La melodía fiel de la conversación
La hermana mayor de un amigo de los primeros años de adolescencia era fanática de Queen. Ella seguía la carrera del grupo inglés con entusiasmo, compraba los casetes que se editaban, con un poco de retraso, en el país y traducía para nosotros las letras de las canciones, cuyo significado en mi mente guardaban otro significado oculto al que no se podía acceder. Pero ella no le daba una importancia especial a las letras, en parte porque todo aquello vinculado con Queen era en realidad significativo: no solo las letras sino también la vestimenta de los músicos, los peinados, el mostacho de Freddie Mercury, el arte de tapa de los discos y la historia de la composición de los diez u once temas de cada álbum. Si Brian May y Roger Taylor hubieran nacido en la Argentina, ella hubiera estado al tanto de sus comidas favoritas, del nombre de las mascotas e incluso de sus números de documento.

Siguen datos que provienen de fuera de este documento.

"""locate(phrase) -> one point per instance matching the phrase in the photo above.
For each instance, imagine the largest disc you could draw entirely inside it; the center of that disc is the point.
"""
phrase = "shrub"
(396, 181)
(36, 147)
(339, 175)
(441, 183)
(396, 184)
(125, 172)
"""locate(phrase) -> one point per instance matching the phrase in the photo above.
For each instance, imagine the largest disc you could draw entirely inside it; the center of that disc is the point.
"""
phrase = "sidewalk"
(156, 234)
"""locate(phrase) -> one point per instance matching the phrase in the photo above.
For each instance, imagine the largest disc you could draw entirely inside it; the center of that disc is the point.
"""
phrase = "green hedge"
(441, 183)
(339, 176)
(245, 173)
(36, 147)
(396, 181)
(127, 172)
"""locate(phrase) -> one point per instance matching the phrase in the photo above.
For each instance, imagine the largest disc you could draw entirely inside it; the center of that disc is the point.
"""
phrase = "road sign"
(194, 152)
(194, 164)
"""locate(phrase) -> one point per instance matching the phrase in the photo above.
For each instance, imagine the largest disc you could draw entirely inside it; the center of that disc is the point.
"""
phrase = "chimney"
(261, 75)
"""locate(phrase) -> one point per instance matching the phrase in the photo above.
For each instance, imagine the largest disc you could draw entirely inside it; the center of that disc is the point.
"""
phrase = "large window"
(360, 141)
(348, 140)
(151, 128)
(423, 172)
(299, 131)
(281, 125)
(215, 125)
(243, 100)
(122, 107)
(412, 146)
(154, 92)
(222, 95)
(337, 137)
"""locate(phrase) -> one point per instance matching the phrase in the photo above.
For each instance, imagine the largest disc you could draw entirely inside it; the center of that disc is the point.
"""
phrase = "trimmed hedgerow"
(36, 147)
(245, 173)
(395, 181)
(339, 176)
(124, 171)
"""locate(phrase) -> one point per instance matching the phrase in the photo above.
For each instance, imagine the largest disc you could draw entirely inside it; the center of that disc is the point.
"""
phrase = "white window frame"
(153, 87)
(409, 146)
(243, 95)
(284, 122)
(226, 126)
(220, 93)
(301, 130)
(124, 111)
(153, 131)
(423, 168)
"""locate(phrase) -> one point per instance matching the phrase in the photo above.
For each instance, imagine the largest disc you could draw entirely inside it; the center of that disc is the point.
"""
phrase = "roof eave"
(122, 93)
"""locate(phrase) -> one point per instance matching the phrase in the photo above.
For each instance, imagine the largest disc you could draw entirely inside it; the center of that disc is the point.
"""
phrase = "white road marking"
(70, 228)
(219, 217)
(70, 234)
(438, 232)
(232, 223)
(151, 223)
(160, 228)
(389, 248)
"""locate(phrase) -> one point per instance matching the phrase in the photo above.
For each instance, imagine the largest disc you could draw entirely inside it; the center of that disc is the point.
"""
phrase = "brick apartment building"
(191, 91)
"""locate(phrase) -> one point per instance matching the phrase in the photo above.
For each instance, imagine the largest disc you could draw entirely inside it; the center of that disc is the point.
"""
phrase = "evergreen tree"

Como yo, Patricia compraba la revista Pelo y cualquier otra revista en la que Queen (o Mercury, micrófono en mano, al lado de May con gesto electrizado) apareciera en la tapa. Cuando pasaban dos semanas y estaba segura de que nadie en su casa había dejado de hojear la publicación, recortaba las fotos y las pegaba en un cuaderno en el que hacía anotaciones. Algunos de esos escritos se asemejaban a notas periodísticas que ella hubiera escrito sobre el grupo si hubiera seguido los pasos de una gira y mencionaban la fuente original (es decir, tal o cual número de Pelo), pero muchas eran descripciones detalladas de la imagen o una anécdota o un recuerdo personal asociado a la imagen. Las podíamos leer si jurábamos mantener el secreto.
Corría la segunda mitad de los años setenta y el rock no estaba muy bien visto en el barrio, ni siquiera por nuestros padres, que amaban la música y (créase o no) compraban un disco por quincena. Antes de que pudiéramos juntar el dinero para comprar el casete original en una disquería de Liniers, pasábamos las tardes con los grabadores listos para capturar una canción de la radio. Ella nos había explicado que los locutores de las emisoras habían sido entrenados por representantes de las compañías discográficas para hablar encima de los temas y arruinar con sus voces de laboratorio las grabaciones de personas como nosotros.
El pelo largo, la ropa ajustada y los movimientos provocativos estaban mal vistos. Escuchar música en la vereda, sobre todo si ya había oscurecido, era peligroso. Mi amigo y yo recién estábamos en el primer año de secundaria y manteníamos un aspecto infantil para los ojos detrás de los policías que patrullaban las calles, pero Patricia se quedaba dentro de la casa, en el cuarto donde había pegado pósteres, a solas con sus cuadernos de Queen. No estábamos seguros de cuál de los integrantes del grupo le gustaba más.
Cualquiera de nuestras preferencias musicales, comparadas con Queen, le parecía ridícula. Tal vez ella fue la primera fan que conocí en mi vida, y no me disgustaba. Aunque también yo leía revistas y columnas de periodistas de rock, no tenía mucho talento para rebatir sus argumentos y defender los míos. Escuchándola hablar de A Night at the Opera, la luz de la tarde perdía intensidad y el brillo empezaba a irradiar de las palabras que decíamos. Un día nos confesó que lagrimeaba siempre que escuchaba "You’re My Best Friend". Con su hermano le decíamos "Queen Patricia" e imitábamos las voces en falsete del cantante para pedirle que nos prestara casetes vírgenes, revistas o un poco de atención.
Mientras los días pasaban y sin que nos diéramos cuenta, con la banda de sonido de la época bien sintonizada, aquellas discusiones sobre mensajes cifrados en letras de canciones o acerca del arte de tapa de los álbumes de Queen (irrecuperable en el tamaño de los casetes), aquellos debates sobre fotos, notas de revistas e ídolos transitorios y perennes nos ayudaban a perfeccionar un gusto por la conversación que, como una melodía fiel, no nos abandonaría nunca.